As to causation, the court confirmed the test as set out in Daniel and another v St George's Healthcare NHS Trust and another [2016] EWHC 23 (QB), [2016] All ER (D) 197 (Jan), in the context of Article 2 ACHR also applied to Articles 3 and 8 ECHR. The court emphasised that the claimant had to show that any violation of Articles 3 and 8 meant he had a lost a real or substantial chance of his medical condition being mitigated. In the claimant’s case, the court accepted that a relatively low percentage (6.7%) would constitute ‘a substantial chance’. However, the court found that the claimant’s actual chance of a better outcome was between 1 and 2%, which was negligible and not substantial.

Thus, although the claimant failed to prove causation, this was only because the court preferred the expert evidence of the defendants’ neurologist. The court criticised the claimant’s neurologist for being too wedded to statistics, as opposed to the circumstances of the claimant’s individual case.

With regard to Article 8 ECHR, the court found that there was no ‘threshold’ requirement for interference with private life under Article 8.1 ECHR.  The court accepted in principle that ‘there will be cases where the difference in approach is capable of producing a different result to that arrived at under Article 3’ (paragraph 109).

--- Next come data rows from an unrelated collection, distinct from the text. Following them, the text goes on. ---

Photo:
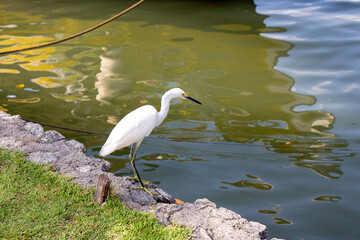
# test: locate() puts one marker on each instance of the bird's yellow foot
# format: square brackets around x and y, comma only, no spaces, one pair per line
[148,191]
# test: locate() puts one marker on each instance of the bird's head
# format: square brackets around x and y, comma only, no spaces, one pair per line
[179,93]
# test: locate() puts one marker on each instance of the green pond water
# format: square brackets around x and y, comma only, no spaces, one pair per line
[277,137]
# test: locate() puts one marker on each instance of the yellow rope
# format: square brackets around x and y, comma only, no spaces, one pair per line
[78,34]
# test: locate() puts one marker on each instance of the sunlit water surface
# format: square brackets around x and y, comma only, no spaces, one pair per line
[277,137]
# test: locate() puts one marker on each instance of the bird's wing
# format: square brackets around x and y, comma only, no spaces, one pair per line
[133,128]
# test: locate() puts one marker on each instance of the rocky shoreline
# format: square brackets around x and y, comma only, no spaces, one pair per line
[69,159]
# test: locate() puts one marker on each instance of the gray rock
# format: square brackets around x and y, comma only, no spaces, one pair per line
[86,168]
[35,129]
[51,136]
[42,157]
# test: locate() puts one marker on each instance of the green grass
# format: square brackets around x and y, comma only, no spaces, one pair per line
[37,203]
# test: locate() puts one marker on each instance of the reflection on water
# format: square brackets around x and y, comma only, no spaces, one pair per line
[271,118]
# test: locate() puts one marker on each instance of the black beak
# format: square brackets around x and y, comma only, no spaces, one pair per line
[190,98]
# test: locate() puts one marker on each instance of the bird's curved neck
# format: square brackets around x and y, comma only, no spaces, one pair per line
[165,104]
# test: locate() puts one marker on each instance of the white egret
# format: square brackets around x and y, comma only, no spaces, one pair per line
[137,125]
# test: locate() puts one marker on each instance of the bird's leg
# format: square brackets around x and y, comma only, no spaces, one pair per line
[136,173]
[132,159]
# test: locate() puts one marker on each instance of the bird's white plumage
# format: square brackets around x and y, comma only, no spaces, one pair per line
[131,129]
[138,124]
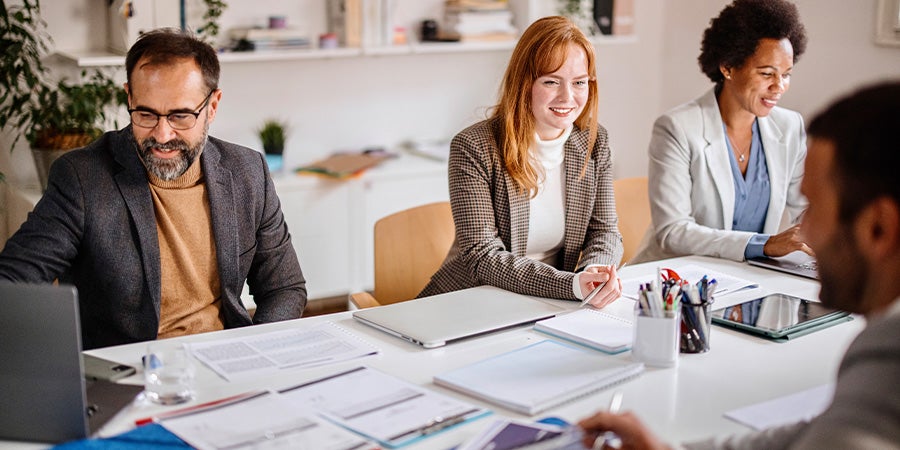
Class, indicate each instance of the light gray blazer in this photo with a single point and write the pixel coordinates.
(692, 189)
(865, 411)
(491, 218)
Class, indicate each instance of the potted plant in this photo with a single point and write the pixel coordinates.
(52, 116)
(273, 133)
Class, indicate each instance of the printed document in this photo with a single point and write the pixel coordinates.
(266, 353)
(265, 421)
(726, 284)
(380, 406)
(538, 377)
(803, 405)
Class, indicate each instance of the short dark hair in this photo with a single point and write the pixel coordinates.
(733, 36)
(164, 45)
(863, 129)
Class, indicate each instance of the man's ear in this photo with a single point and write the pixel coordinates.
(214, 104)
(877, 228)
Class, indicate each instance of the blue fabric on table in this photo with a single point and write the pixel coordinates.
(150, 436)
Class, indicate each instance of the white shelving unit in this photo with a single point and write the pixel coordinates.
(99, 58)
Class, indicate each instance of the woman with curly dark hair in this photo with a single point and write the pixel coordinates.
(725, 169)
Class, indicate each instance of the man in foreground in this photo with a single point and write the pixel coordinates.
(853, 225)
(157, 224)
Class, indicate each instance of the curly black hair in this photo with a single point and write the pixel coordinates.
(733, 36)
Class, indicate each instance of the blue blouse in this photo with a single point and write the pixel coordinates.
(751, 194)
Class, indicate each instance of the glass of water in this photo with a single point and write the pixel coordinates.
(168, 373)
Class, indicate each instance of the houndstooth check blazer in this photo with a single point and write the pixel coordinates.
(491, 218)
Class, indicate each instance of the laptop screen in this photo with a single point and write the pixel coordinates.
(41, 379)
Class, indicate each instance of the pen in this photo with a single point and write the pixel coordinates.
(614, 406)
(190, 409)
(599, 287)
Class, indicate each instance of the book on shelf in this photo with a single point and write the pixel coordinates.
(477, 5)
(474, 24)
(538, 377)
(271, 38)
(345, 165)
(591, 327)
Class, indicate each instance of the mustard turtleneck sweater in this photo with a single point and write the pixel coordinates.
(189, 282)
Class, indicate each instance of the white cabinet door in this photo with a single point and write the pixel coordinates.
(317, 217)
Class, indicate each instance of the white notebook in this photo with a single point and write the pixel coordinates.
(538, 377)
(591, 327)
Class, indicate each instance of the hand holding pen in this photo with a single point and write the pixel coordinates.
(611, 294)
(631, 433)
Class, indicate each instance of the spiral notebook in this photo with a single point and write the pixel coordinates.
(538, 377)
(593, 328)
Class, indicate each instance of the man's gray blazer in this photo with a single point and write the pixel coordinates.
(95, 227)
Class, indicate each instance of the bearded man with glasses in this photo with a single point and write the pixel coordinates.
(159, 225)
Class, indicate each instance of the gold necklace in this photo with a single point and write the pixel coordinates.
(741, 156)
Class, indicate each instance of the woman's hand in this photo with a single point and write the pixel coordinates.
(600, 275)
(787, 241)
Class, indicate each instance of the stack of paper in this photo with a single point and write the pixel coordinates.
(538, 377)
(591, 327)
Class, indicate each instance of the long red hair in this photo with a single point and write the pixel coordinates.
(541, 50)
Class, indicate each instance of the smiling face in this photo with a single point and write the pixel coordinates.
(558, 98)
(162, 89)
(759, 83)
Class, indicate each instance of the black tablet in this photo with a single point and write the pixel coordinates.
(776, 315)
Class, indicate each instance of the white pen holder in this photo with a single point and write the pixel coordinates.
(656, 340)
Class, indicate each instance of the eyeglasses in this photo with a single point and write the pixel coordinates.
(181, 120)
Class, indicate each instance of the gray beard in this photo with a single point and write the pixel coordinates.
(170, 169)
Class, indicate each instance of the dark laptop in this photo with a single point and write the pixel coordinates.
(44, 393)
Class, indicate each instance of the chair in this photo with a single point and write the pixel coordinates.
(410, 246)
(633, 209)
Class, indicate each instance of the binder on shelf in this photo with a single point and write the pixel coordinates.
(623, 18)
(592, 328)
(538, 377)
(345, 19)
(603, 15)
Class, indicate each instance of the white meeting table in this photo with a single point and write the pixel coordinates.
(681, 403)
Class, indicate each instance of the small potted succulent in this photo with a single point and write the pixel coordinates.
(273, 134)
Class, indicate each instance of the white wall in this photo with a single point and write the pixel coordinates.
(348, 103)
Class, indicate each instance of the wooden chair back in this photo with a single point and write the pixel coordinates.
(410, 246)
(633, 210)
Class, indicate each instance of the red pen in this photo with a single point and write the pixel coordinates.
(190, 409)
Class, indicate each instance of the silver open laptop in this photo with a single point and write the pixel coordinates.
(795, 263)
(43, 391)
(435, 321)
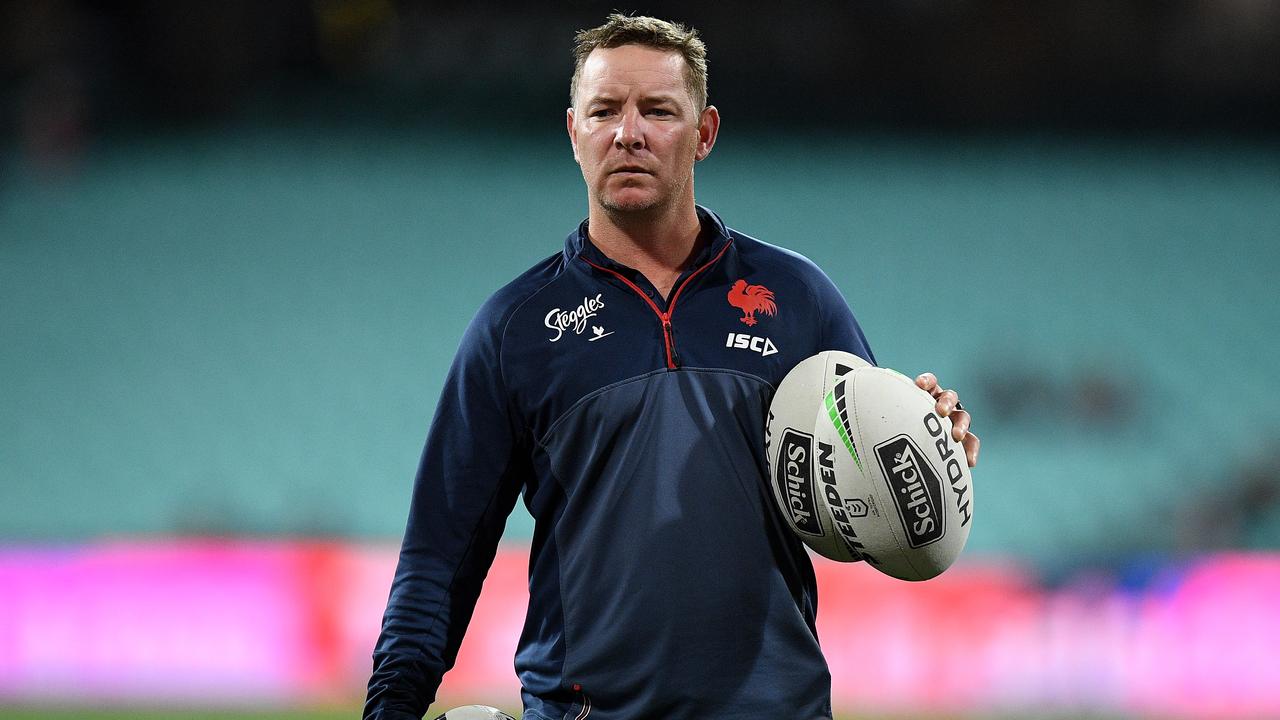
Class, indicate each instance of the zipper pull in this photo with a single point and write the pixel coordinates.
(671, 341)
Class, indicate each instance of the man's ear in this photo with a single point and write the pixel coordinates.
(708, 128)
(572, 133)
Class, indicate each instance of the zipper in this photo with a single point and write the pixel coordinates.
(585, 703)
(668, 333)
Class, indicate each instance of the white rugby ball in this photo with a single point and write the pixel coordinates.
(863, 468)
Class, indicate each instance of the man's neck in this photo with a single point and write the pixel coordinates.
(659, 246)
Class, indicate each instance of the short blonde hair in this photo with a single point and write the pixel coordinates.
(621, 30)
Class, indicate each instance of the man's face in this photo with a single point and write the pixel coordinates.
(635, 128)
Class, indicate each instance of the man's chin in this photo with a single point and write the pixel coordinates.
(630, 203)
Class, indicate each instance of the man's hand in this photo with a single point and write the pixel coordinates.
(949, 406)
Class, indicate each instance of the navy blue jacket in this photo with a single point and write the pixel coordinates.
(663, 582)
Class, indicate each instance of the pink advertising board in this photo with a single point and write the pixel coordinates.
(252, 623)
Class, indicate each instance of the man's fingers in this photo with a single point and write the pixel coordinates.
(947, 401)
(959, 424)
(970, 449)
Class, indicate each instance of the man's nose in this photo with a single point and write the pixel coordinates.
(630, 133)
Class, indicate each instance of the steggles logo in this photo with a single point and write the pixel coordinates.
(561, 320)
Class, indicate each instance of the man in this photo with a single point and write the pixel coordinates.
(663, 583)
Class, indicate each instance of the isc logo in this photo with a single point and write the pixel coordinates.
(743, 341)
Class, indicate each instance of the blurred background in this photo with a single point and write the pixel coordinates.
(240, 242)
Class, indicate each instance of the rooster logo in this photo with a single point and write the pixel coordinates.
(752, 299)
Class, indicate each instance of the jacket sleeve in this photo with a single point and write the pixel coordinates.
(839, 329)
(467, 482)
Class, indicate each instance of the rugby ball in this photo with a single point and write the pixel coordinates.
(863, 468)
(475, 712)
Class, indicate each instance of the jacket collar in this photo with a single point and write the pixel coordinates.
(579, 244)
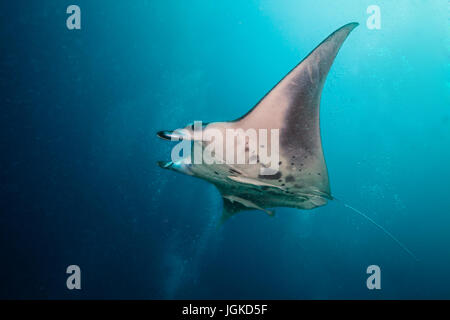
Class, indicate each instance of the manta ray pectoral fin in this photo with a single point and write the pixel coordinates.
(230, 208)
(233, 204)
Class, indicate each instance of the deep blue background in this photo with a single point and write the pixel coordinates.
(79, 184)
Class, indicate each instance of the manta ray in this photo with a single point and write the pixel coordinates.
(292, 106)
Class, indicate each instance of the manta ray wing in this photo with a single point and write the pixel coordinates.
(292, 106)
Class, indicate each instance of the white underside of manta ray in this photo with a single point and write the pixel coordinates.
(292, 106)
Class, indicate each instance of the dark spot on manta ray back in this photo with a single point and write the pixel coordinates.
(275, 176)
(290, 179)
(234, 171)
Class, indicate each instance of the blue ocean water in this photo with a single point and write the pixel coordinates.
(79, 180)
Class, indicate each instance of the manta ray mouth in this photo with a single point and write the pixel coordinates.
(165, 135)
(165, 164)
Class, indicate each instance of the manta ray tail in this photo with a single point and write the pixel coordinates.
(390, 235)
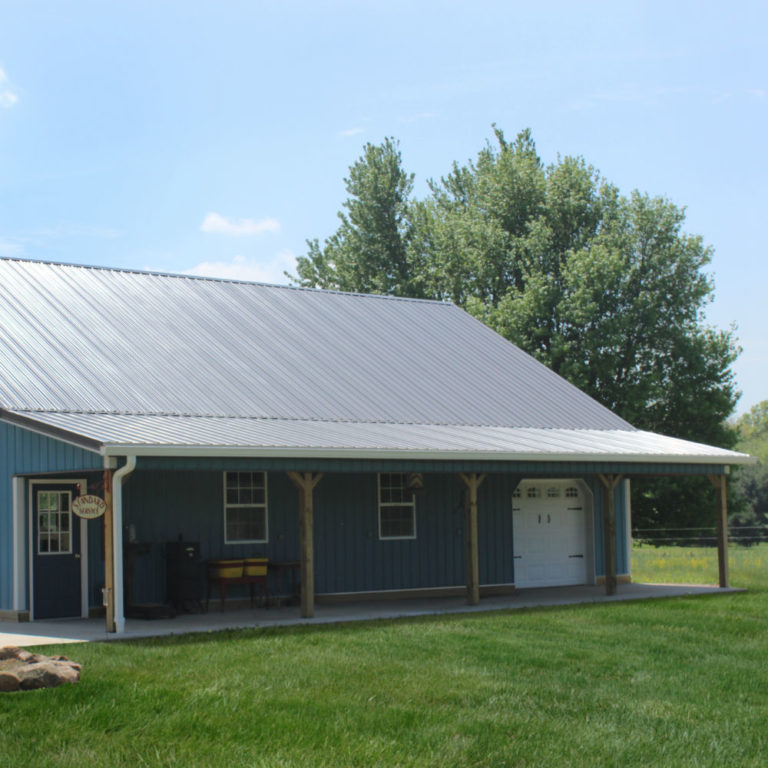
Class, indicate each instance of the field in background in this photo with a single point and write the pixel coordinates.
(698, 565)
(679, 682)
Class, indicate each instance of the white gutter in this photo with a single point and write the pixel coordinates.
(117, 539)
(718, 456)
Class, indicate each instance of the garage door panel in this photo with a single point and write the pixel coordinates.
(550, 535)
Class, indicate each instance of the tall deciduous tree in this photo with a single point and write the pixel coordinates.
(606, 290)
(369, 253)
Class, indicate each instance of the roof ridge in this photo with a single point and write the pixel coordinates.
(234, 281)
(181, 415)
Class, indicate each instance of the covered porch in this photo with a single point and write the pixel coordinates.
(63, 631)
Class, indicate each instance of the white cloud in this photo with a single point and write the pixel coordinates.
(9, 249)
(240, 268)
(7, 96)
(418, 117)
(350, 132)
(215, 222)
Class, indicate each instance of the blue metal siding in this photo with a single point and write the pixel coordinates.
(25, 452)
(164, 506)
(623, 553)
(349, 556)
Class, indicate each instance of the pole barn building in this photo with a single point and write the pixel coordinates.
(369, 445)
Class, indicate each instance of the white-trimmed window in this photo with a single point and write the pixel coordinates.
(397, 507)
(54, 523)
(245, 508)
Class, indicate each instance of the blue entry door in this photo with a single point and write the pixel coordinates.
(56, 558)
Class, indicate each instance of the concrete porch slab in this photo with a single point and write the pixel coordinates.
(92, 630)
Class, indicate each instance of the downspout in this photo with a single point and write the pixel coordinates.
(117, 539)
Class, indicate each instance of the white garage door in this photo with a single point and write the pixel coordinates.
(549, 526)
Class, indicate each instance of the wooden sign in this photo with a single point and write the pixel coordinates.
(89, 507)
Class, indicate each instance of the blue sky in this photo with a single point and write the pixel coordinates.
(214, 137)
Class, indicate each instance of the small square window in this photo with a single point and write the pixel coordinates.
(245, 507)
(397, 507)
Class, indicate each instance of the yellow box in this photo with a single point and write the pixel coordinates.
(256, 566)
(225, 569)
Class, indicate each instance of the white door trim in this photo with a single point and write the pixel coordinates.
(83, 483)
(524, 505)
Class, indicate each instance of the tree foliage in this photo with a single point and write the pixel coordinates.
(605, 289)
(752, 480)
(369, 253)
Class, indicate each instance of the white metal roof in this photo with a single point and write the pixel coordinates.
(159, 363)
(162, 435)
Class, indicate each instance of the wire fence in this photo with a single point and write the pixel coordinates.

This case was not, however, one of them.

The court therefore dismissed the claims against both defendants.

In considering damages, the court accepted that a broad-brush approach on ECHR principles would have been appropriate had the claimant been successful. The schedule of damages pleaded in excess of £464,000 was appropriate to a domestic personal injury action but not to an action for breach of ECHR. The court held that the appropriate figures would have been £10,000 for non-pecuniary damages and £15,000 for pecuniary losses.

Gurion Taussig appeared for the second defendant in this case.